IgG introduction

Introduction
Immunoglobulins are
proteins produced by cells of the B lymphocyte lineage
that are the major effector molecules of the humoral
immune system. Immunoglobulin molecules are antibodies
that react with specific antigens, although in many
circumstances, the specificity of a given immunoglobulin
antibody is unknown. Immunoglobulin preparations from
human blood were first used in clinical medicine in 1952
to treat immune deficiency conditions. At that time, the
only available preparations required intramuscular
administration. In the past decade, several
immunoglobulin preparations for intravenous
administration have become available. Although initially
used for immune deficiency states, intravenous
immunoglobulin (IVIG) has also been utilized as a
prophylactic and therapeutic reagent in a variety of
other conditions. The use of IVIG has undergone
tremendous growth in the past several years. This rapid
growth in use is the result of improvements in the
preparations of IVIG, which have led to reduced
morbidity and reports of its benefits in a number of
unexpected circumstances. IVIG has been used in such
diverse diseases as primary immunodeficiencies,
pediatric AIDS, infections in low birth weight infants,
bone marrow transplantation, chronic lymphocytic
leukemia, idiopathic thrombocytopenic purpura, Kawasaki
syndrome, and demyelinating polyneuropathies. However,
important questions regarding its use still remain.

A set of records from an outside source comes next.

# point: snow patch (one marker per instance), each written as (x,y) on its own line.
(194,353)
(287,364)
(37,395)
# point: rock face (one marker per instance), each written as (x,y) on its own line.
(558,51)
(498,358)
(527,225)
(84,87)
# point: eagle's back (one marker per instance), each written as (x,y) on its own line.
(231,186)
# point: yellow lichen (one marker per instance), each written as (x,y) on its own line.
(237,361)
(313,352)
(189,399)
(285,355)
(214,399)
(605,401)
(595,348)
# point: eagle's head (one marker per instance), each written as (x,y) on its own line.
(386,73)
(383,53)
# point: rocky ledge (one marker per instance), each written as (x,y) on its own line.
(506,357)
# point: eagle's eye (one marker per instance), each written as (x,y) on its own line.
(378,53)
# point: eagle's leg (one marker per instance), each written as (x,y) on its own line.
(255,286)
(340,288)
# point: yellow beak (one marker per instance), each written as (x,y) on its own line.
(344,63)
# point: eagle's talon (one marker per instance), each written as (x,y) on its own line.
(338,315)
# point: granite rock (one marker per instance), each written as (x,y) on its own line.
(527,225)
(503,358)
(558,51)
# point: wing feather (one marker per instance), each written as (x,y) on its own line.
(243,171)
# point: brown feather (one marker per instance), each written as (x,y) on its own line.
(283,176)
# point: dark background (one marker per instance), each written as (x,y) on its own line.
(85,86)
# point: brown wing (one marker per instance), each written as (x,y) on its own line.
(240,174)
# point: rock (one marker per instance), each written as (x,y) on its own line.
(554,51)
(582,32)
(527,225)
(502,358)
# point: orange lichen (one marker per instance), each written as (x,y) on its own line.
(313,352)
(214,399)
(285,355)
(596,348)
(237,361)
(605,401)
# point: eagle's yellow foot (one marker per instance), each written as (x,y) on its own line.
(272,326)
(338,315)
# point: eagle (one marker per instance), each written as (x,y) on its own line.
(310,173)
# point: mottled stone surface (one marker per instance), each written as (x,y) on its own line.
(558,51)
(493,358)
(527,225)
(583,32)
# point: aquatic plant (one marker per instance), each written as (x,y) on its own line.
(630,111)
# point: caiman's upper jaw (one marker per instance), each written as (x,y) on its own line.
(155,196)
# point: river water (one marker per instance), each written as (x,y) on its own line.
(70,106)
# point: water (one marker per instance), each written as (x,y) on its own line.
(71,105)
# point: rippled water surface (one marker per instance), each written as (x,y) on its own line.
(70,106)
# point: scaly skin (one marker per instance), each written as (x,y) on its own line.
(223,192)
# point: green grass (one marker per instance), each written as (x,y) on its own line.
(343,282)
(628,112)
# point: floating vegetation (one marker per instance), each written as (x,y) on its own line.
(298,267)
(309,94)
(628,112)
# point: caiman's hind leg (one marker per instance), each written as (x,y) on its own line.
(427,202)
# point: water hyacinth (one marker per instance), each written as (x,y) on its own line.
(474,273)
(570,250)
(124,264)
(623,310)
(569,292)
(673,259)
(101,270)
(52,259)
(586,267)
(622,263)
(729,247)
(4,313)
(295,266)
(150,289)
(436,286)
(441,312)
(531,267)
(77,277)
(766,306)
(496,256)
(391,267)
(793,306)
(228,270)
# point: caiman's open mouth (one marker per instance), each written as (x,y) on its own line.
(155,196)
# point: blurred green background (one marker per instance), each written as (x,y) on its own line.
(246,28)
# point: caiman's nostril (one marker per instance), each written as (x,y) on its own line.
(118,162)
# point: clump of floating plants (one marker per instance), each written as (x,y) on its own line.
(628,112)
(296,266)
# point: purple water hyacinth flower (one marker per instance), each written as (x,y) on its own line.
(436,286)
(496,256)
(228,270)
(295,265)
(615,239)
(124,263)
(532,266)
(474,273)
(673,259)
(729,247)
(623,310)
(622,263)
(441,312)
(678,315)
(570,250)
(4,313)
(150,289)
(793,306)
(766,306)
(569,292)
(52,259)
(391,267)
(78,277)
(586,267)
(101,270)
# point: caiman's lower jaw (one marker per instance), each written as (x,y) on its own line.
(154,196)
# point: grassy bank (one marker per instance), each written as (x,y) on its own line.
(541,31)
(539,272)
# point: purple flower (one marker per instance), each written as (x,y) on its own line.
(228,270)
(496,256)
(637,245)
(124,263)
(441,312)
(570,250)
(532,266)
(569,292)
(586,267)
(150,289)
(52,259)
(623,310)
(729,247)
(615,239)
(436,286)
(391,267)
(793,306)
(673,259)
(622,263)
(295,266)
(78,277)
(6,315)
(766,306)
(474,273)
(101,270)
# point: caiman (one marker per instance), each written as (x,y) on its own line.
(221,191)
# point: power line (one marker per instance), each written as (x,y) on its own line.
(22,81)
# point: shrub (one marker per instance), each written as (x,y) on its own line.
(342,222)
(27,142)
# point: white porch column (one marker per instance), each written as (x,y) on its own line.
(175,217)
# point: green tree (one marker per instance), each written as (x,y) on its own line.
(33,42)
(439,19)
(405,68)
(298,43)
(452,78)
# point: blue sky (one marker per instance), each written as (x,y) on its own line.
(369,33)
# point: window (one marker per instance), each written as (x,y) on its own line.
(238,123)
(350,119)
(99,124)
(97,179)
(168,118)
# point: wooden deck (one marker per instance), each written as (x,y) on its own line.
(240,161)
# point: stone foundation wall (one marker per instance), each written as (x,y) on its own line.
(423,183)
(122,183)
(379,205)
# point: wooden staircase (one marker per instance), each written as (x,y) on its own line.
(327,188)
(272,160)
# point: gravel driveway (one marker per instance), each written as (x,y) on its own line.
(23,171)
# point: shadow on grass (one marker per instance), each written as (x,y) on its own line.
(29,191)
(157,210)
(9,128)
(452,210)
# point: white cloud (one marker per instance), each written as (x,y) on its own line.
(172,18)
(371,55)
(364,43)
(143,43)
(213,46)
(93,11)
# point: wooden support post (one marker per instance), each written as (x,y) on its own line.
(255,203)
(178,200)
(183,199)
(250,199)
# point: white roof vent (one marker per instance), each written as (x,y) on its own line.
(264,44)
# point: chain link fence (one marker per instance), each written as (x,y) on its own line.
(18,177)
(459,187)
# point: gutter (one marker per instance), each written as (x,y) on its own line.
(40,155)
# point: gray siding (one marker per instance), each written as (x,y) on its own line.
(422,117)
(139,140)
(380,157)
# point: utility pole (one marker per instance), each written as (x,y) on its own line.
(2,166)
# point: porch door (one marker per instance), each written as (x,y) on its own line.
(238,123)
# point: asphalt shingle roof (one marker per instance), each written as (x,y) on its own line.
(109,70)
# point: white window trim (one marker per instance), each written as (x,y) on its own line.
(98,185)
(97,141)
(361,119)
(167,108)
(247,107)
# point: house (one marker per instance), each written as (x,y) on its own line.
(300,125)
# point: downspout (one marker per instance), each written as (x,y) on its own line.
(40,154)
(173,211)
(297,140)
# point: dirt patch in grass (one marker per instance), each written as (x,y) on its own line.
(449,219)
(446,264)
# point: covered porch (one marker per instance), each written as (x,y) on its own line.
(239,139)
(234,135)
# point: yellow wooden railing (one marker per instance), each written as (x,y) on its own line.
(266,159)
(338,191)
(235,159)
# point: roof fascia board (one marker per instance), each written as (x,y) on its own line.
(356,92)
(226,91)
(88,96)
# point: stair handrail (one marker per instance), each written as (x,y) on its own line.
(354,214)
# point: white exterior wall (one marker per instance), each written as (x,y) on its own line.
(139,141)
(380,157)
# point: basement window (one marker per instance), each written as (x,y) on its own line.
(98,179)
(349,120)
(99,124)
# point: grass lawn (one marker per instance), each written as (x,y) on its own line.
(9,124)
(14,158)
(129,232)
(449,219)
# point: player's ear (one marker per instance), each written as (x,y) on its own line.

To
assess the usefulness of IVIG in diseases where
substantive data existed, the National Institute of
Allergy and Infectious Diseases and the Office of
Medical Applications of Research of the National
Institutes of Health convened a Consensus Development
Conference on Intravenous Immunoglobulin: Prevention and
Treatment of Disease on May 21-23, 1990. Cosponsors were
the National Cancer Institute, National Heart, Lung, and
Blood Institute, National Institute of Child Health and
Human Development, National Institute of Neurological
Disorders and Stroke, and the Food and Drug
Administration.
In the various disease
states in which IVIG has been used, the following
questions were considered:
- What are the data to
support the efficacy of IVIG in these circumstances?
- What are the
appropriate dosage and treatment schedules?
- Are all IVIG
preparations equally efficacious?
- What are the risks
involved in the use of IVIG?
- What are the
mechanisms of action?
- What are the
directions for future research?
After a day and a half of
presentations by experts in the field and discussion by
the audience, a consensus panel drawn from specialists
and generalists from the medical profession and related
scientific disciplines, clinical investigators, and
public representatives considered the evidence and came
to the conclusions on the following pages.
What Are the Data To
Support the Efficacy of IVIG in These Circumstances?
Primary
Immunodeficiencies
The beneficial effects of
intramuscular (IM) injection of immune globulin (IG) in
the prophylactic treatment of patients with primary
immunodeficiency syndromes have been well established.
Early studies based on small sample sizes have indicated
that almost any desired blood level of IgG can be
obtained by use of intravenous immunoglobulin and that
infection rates are reduced by use of IVIG as compared
with IM IG. IVIG has been shown to ameliorate chronic
sinopulmonary disease that developed in patients on
long-term IM IG. There is a suggestion that chronic
enterovirus meningoencephalitis in patients with
X-linked agammaglobulinemia may be less frequent in
those receiving prophylactic IVIG as compared with
historical data in which IM IG was used. Hence, IVIG has
become the current standard in clinical practice for
replacement therapy of patients with primary
immunodeficiencies (e.g., X-linked agammaglobulinemia
and common variable immunodeficiency and immunoglobulin
subclass deficiency in which deficiencies of antibody
production to common pathogens can be demonstrated).
Studies have shown that maintenance of a trough level of
500 mg/dL is beneficial. Dose ranges of 200-800 mg/kg/mo
have been shown to be effective, but dose or frequency
of infusions must be tailored to the individual patient,
because half life of infused IVIG varies widely.